We still live in a world on a path to 3 or 4 °C global warming, waiting to finally turn the tide of rising emissions. At this point, debating whether we have 0.2 °C more or less to go until we reach 1.5 °C is an academic discussion at best, a distraction at worst. The big issue is that we need to see falling emissions globally very very soon if we even want to stay well below 2 °C. That was agreed as the weaker goal in Paris in a consensus by 195 nations. It is high time that everyone backs this up with actions, not just words.
Technical p.s. A couple of less important technical points. The estimate of 0.93 °C above 1861-80 used by Millar et al. is an estimate of the human-caused warming. I don’t know whether the Paris agreement specifies to limit human-caused warming, or just warming, to 1.5 °C – but in practice it does not matter, since the human-caused warming component is almost exactly 100 % of the observed warming. Using the same procedure as Millar yields 0.94 °C for total observed climate warming by 2015, according to Hausfather.

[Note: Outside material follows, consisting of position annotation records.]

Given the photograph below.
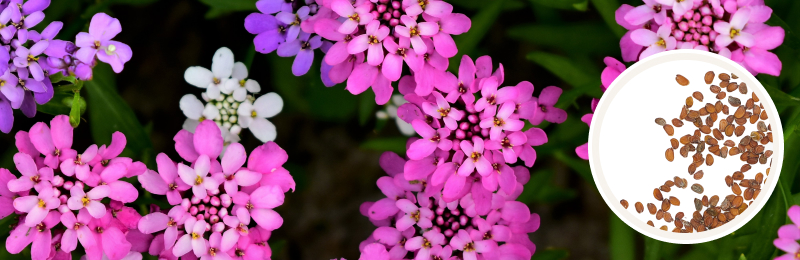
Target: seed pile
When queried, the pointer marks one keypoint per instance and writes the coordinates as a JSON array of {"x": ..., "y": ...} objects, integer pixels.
[{"x": 719, "y": 125}]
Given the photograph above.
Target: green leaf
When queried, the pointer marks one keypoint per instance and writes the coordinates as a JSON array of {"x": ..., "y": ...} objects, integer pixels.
[
  {"x": 481, "y": 23},
  {"x": 222, "y": 7},
  {"x": 568, "y": 37},
  {"x": 563, "y": 67},
  {"x": 109, "y": 113},
  {"x": 621, "y": 241},
  {"x": 550, "y": 254},
  {"x": 579, "y": 5},
  {"x": 394, "y": 144},
  {"x": 607, "y": 9},
  {"x": 366, "y": 107}
]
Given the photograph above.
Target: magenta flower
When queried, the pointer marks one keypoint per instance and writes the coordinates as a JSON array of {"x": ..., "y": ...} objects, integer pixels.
[
  {"x": 732, "y": 29},
  {"x": 225, "y": 198},
  {"x": 44, "y": 197},
  {"x": 98, "y": 43}
]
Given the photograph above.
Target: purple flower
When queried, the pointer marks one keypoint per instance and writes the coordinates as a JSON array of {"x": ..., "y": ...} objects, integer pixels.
[{"x": 98, "y": 43}]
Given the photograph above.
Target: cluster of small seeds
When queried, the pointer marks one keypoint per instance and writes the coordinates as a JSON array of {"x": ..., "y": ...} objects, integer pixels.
[{"x": 710, "y": 136}]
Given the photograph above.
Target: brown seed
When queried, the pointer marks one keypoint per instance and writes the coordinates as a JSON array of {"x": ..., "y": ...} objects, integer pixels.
[
  {"x": 670, "y": 154},
  {"x": 681, "y": 80},
  {"x": 734, "y": 101},
  {"x": 674, "y": 201},
  {"x": 668, "y": 217},
  {"x": 739, "y": 131},
  {"x": 670, "y": 131},
  {"x": 697, "y": 95},
  {"x": 697, "y": 188},
  {"x": 699, "y": 174},
  {"x": 709, "y": 77},
  {"x": 739, "y": 112},
  {"x": 732, "y": 86}
]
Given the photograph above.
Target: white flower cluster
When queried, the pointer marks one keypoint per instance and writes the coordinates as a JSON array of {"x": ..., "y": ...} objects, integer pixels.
[{"x": 229, "y": 100}]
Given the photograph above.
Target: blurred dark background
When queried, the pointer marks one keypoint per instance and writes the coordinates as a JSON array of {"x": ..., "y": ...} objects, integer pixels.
[{"x": 334, "y": 139}]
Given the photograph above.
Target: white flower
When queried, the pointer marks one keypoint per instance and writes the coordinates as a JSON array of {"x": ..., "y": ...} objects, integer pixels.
[
  {"x": 212, "y": 80},
  {"x": 239, "y": 85},
  {"x": 195, "y": 111},
  {"x": 254, "y": 115}
]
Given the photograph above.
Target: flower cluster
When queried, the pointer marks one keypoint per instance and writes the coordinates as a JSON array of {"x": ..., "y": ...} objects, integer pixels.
[
  {"x": 287, "y": 26},
  {"x": 476, "y": 139},
  {"x": 367, "y": 43},
  {"x": 58, "y": 184},
  {"x": 213, "y": 220},
  {"x": 731, "y": 28},
  {"x": 613, "y": 69},
  {"x": 29, "y": 57},
  {"x": 416, "y": 218},
  {"x": 788, "y": 235},
  {"x": 229, "y": 100}
]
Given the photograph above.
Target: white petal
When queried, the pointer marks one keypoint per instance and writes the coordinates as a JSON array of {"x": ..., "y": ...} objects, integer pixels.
[
  {"x": 239, "y": 71},
  {"x": 263, "y": 129},
  {"x": 229, "y": 86},
  {"x": 191, "y": 106},
  {"x": 252, "y": 86},
  {"x": 268, "y": 105},
  {"x": 211, "y": 112},
  {"x": 198, "y": 76},
  {"x": 222, "y": 63}
]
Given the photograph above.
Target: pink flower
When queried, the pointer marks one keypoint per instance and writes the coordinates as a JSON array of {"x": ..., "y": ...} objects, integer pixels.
[{"x": 90, "y": 201}]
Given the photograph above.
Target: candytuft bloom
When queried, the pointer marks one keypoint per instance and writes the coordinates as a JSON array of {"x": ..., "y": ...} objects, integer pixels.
[
  {"x": 57, "y": 184},
  {"x": 213, "y": 220},
  {"x": 732, "y": 29}
]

However, updating the statistical model used to derive the 0.93 °C anthropogenic warming to include data up to 2016 gives an anthropogenic warming of 0.96 °C in 2015.
Weblink
Statement by Millar and coauthors pushing back against media misreporting. Quote: “We find that, to likely meet the Paris goal, emission reductions would need to begin immediately and reach zero in less than 40 years’ time.”
Scott Strough says
Mal,
Protecting grasslands is cool but my plans are to convert row crops back to grasslands. It’s a far more ambitious goal, 1000’s of times bigger than the ACR.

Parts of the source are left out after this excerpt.